Synthesis of hollow core-shell polymer particles and the synthesis of phosphate fluorosurfactants for use in carbon dioxide.

摘要

This work has been divided into two distinct parts, with the first part discussing the synthesis of hollow core-shell particles. The design of the synthesis involves the use of sequential emulsion polymerization steps and the polyelectrolyte effect to produce the hollow core-shell morphology. Emulsion copolymerization of 2-vinylpyridine (2VP) with styrene is being used for the synthesis of a swellable core. In an acidic environment, 2VP can protonate to form a polyelectrolyte. Methyl methacrylate, a high Tg material, is then being used for encapsulating the swollen seed particle, and retention of the original composite particle diameter. As the pH is neutralized, the swollen core decreases in size with the deprotonation of the amine functionality. This leaves a void between the polymer layers, leading to hollow particles. Two different tacks were explored in these studies, and these were surfactant-free emulsion polymerizations and surfactant-based polymerizations.
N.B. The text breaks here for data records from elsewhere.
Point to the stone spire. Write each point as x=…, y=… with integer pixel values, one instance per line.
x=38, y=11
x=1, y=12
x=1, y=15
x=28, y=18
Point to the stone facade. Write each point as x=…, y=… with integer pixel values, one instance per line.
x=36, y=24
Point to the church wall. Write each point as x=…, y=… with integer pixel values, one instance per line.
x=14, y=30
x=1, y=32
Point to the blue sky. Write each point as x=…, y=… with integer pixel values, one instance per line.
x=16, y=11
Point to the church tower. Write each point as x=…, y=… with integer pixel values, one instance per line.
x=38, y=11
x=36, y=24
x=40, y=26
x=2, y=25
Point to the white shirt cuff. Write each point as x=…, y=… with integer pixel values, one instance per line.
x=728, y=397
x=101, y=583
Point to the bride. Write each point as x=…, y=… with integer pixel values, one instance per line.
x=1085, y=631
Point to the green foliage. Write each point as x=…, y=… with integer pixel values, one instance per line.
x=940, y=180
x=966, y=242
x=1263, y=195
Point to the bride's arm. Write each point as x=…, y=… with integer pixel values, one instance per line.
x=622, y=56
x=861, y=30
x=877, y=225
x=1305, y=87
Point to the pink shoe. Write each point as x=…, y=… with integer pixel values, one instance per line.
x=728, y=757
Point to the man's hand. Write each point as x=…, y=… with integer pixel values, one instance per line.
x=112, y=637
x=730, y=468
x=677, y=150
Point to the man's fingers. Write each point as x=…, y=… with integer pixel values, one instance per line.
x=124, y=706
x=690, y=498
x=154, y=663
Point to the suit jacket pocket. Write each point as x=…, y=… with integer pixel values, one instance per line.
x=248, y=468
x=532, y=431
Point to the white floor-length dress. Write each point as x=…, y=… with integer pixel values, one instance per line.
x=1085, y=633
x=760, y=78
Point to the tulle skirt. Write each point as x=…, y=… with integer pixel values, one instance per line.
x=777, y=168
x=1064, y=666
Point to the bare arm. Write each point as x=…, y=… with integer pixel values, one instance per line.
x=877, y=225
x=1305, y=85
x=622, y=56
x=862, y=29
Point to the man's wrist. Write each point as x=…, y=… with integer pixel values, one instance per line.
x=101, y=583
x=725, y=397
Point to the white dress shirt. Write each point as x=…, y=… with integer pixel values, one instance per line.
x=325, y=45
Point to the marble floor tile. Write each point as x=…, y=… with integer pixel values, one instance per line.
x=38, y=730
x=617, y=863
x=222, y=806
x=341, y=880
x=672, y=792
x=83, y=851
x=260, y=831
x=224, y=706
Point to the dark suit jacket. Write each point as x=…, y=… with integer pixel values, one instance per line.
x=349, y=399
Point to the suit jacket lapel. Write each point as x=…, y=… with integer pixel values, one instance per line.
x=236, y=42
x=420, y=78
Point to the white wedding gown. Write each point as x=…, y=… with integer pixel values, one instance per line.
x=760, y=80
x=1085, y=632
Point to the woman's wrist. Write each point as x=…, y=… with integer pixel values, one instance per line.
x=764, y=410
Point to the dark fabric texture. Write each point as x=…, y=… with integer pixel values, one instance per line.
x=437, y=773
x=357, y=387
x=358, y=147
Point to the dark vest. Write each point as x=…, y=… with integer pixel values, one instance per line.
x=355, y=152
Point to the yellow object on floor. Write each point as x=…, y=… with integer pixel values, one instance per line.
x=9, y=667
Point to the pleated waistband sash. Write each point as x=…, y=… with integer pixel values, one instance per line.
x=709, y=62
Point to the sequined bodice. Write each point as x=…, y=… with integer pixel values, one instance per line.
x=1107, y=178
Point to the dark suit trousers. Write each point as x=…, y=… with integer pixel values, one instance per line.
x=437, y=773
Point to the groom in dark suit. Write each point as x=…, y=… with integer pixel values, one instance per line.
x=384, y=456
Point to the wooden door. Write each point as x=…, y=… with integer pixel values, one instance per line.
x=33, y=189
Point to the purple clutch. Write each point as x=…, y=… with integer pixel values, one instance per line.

Data and results towards the synthesis of hollow core-shell particles using each of these techniques will be discussed.; The second part of this work details the background of surfactants that have been used to form water-in-CO2 microemulsions. The need for surfactants to form assemblies, such as emulsions or microemulsions, within CO2 to uptake water is key to developing a process for use in microelectronics cleaning and drying. Previous work has shown that fluorinated phosphate surfactants are able to uptake water into CO2 through the formation of water-in-CO 2 microemulsions. In order to make these surfactants more compatible, the synthesis of anionic phosphate-based surfactants with one partially fluorinated chain and one fully hydrocarbon chain, as well as two partially fluorinated chains, using ammonium, tetramethylammonium, and calcium counterions have been studied. Solution behavior was assessed for each of these surfactants alone in CO2, as well as ternary systems also containing water. Additionally, as there is a driving force towards the use of non-fluorinated materials as a surfactant, due to low feasibility, the synthesis and solubility of hydrocarbon analogs to the fluorinated materials were studied. It was found that having a branched hydrocarbon surfactant was capable of sustaining a carbon dioxide in water emulsion. These results will also be presented.